Bulgogi is the national dish of Korea and literally means ‘Fire meat’. When I visited Seoul, the locals didn’t seem to understand my requests for Bulgogi, but I did get to try some other very tasty dishes. Bulgogi is thinly sliced meat (usually beef and sometimes pork) marinated in simple sauce made using just a few ingredients. Then after a few hours of marination, the meat is ready to be fired up on the barbecue and this is really where the flavours become smoky and sweet and make the classic Bulgogi. Spring onions are a standard addition, but when making this dish at home, I use a wok and add a little broccoli into the mix and serve it with a little rice. The perfect meal for any night of the week.
250g of lean steak, like sirloin or rump (I use Onglet which is cheap and delicious)
10 pieces of ‘tenderstem’ broccoli or 1 normal head of broccoli, chopped in chunks
Some oil for cooking
For the marinade
6 tablespoons of light soya sauce
2 tablespoons of toasted sesame oil
2 tablespoons of caster sugar
6 peeled garlic cloves thinly sliced
1 bunch of spring onions chopped into 1cm thick slices
You need to marinate your meat first of course and there is no reason that this cannot be done the night before, but a couple of hours will suffice.

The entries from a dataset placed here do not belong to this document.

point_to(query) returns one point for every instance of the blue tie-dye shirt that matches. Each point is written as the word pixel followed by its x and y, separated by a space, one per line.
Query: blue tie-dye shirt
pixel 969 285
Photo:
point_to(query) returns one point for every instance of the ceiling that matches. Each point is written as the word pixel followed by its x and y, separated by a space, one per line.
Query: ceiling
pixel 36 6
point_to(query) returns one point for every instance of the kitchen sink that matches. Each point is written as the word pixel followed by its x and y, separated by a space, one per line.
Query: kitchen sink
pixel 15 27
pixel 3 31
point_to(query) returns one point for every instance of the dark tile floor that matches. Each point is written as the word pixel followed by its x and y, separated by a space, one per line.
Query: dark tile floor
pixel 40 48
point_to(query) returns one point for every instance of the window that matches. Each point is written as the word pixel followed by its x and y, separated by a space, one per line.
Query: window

So first of all take your meat and thinly slice it into ½cm thick slices which are suitably bite-sized. Then place your meat into a large mixing bowl, add all your marinade ingredients and using your hands, mix the ingredient well for a couple of minutes, to ensure the sugar is virtually dissolved in the other ingredients and the beef gets an even coating of sauce, before covering it with cling film and placing in the fridge to marinate.
After a minimum of 2 hours, take the meat out of the fridge (about 30 minutes prior to cooking) and then using a wok or a deep pan, on the highest temperature possible, preheat your pan and when it is red hot, add a little oil and quickly fry your broccoli for 30 seconds. Then using a slotted spoon, scoop your beef, garlic and spring onions out of the marinade and fry them making sure you keep them constantly moving. At such high temperatures, you need to keep everything moving to prevent it sticking to the pain. After about 30/45 seconds, the meat should start to brown at the edges and cook through, which is when you should add some more of the marinade to the pan to make a sauce for your Bulgogi. Add as much of the marinade you like, just make sure you cook it through for 15-20 seconds and then you are ready to plate up and serve with a steaming hot portion of rice.